What you possess can only be lost
but what you are
will be yours forever
Hi Ya'll,
If you spend much time online, you've no doubt noticed a lot of sites offering various free services have disappeared, merged with other companies, and/or now charge for the once free service. Most of the now-chargers apologized and attempted to explain why they were "forced" to do it to stay in business.
Yahoo! has been losing money badly of late and I was expecting them to follow suit and begin charging for some of their money pit services, such as POP3 mail and Web site hosting. They've begun doing that, as many of you know. I was also expecting a "We're sorry, but we're being forced to charge $2/mo for the pitance of server space for the Hosting service, and $1/mo for POP3 e-mail." But ohhhh, nooooo ......
That friendly, something-for-everyone, and it's all free, place called Yahoo! has turned on its serious users with a vengence and told us in no uncertain terms, "The free ride is over — start paying exorbitant prices for our services, or get off the train." And they've become devious. Read on ....
If you know someone who would like the following information, feel free to forward this newsletter, or just send them the link (top of letter) to read it online.
If you've registered for anything on Yahoo!, you have received, or will soon, a Notification of their "Revised Privacy Policy." About the only thing which is new is that they now consider any and all personal information they've collected about you as an "asset" which can be sold to another company should Yahoo be sold/merged into another company/go out of business. But this annoucement is also a very underhanded attempt to get you to update your personal information. Be careful if you do. They are trying to get you to give your complete street address and phone number. They claim they are now required "for most services." I haven't given them that information, I'm signed up for three services, and they all work just fine. Why that new requirement?
On March 28, Yahoo instituted a Marketing Preferences page. The link to it is "hidden" in the revised Privacy Policy page. Yahoo hopes (in my opinion,) if you're one of the very few who will make a cursory scan of the Privacy Policy, you won't notice it or won't visit it. On this Marketing Preferences page, you'll discover you have given Yahoo! permission to send you Fourteen (14) e-mail "newsletters" PLUS U.S.Mail garbage can stuffers PLUS Telemarketing calls, all without you having to take the time to give them permission. They are so kind and thoughtful.
But you can tell those yahoos, "Enuf already!" Go to http://subscribe.yahoo.com/showaccount at any time before May 1 to plug this well before the SPAM gushes. Login, click the NO radio button of everything (except, if applicable, Yahoo! Delivers, which is required for POP3 access to, or Forwarding of, Yahoo! Mail), click the Save Changes button, then the Logout link in the upper right corner of the Changes Made page you'll be presented. You have to do this for *each* Yahoo! ID you have.
If you access Yahoo! Mail via a POP3 compatible program such as Outlook Express, or are set up to have your Yahoo! Mail automatically forwarded to another e-mail address, wait to turn off the SPAM until those services are cut off on April 24 and you won't have to visit the no-spam page again to turn off Yahoo! Delivers.

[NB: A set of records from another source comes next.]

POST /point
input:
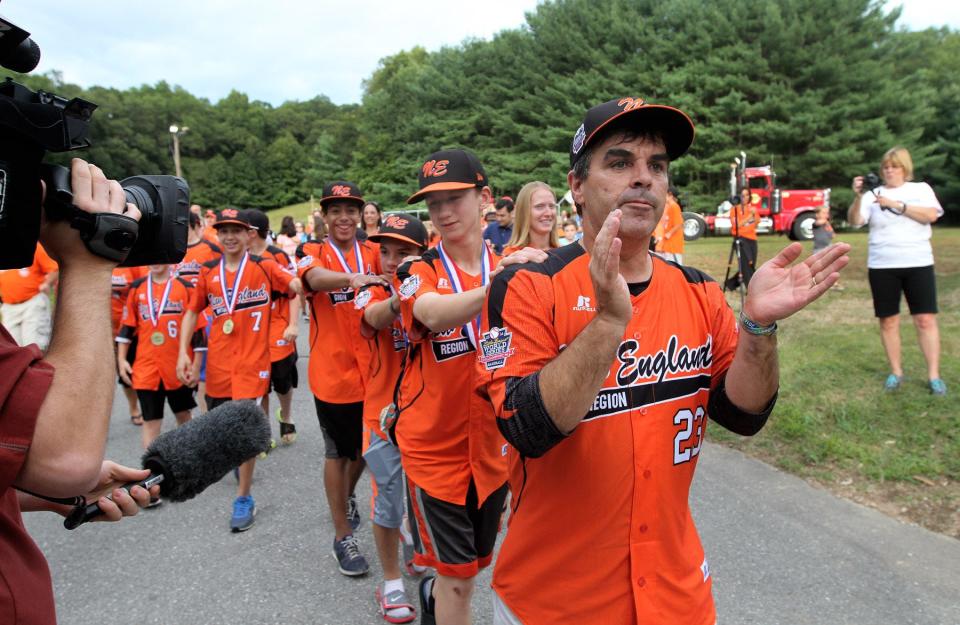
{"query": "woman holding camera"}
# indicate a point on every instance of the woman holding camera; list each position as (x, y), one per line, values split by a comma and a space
(900, 259)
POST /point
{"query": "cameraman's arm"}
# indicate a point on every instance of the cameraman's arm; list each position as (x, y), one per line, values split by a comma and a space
(66, 452)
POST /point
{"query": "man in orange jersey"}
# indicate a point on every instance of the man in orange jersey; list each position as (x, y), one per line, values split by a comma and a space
(25, 293)
(199, 251)
(400, 237)
(333, 270)
(284, 316)
(120, 281)
(238, 289)
(452, 454)
(603, 364)
(155, 308)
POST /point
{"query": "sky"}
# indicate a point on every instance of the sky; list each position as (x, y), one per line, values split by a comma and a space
(278, 50)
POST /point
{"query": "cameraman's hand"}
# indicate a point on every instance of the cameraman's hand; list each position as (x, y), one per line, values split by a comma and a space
(858, 185)
(93, 193)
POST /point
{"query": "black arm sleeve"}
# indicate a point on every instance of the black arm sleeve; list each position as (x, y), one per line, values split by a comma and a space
(738, 421)
(530, 430)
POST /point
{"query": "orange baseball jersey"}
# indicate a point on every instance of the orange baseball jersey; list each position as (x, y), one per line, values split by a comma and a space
(617, 486)
(280, 308)
(672, 217)
(446, 433)
(120, 282)
(159, 334)
(739, 216)
(338, 354)
(19, 285)
(197, 254)
(238, 350)
(386, 353)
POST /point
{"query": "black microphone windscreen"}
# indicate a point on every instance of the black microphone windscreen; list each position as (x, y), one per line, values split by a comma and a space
(201, 451)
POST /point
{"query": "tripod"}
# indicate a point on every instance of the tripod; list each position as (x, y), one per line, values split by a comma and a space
(735, 253)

If you don't use the POP3 or Forwarding options of Yahoo! Mail, you may skip this section, but on the other hand there may be something here you'll find interesting.
Yahoo! thinks they can soak me $90/yr for POP3 access to my three e-mail accounts. They are wrong. I had worked up a partial solution to having another "permanent" address, but it's not for everyone, and have spent the better part of three days getting addresses changed on all my newsletter subscriptions, site registrations, program registrations, etc. (and I'm still not done,) before Yahoo cuts off my water.
I'd been looking high and low, to no avail, for another supplier of free, or very low cost, combination POP3/Web mail accounts, when out of the blue here comes a newsletter from those nice folks at CloudEight saying they'd found one, and it was free!
This free site is run by Novel, who compete with Microsoft in the market for corporate networking software with their NetWare, NIMS, etc., products. Why on earth would they make free e-mail accounts available to the general public; they're not in that business? They use them to do a final "real world" test of revisions and tweaks to the Novell Internet Messaging System (NIMS) before putting them into production, and so potential customers can "see" NIMS in action by using and testing it in a "real world" environment. As "payment" for the free accounts, which are also ad-free, they only ask that if you find something not working as you think it should, you immediately contact them and explain the problem; fair enough.
So, if being a "real world" Beta tester doesn't scare you, and you'd like an e-mail account (or two or three) accessable from the Web (via any browser), and/or from any POP3 client (e.g., MS Outlook Express), and/or from any IMAP client (e.g., MS Outlook), which has a 10MB space allowance, the URL (Web address) is http://www.MyRealBox.com/.
But before you run over there, there are a few things you should do and know:
To use your new account in Outlook Express, click Tools + Accounts + Add + Mail.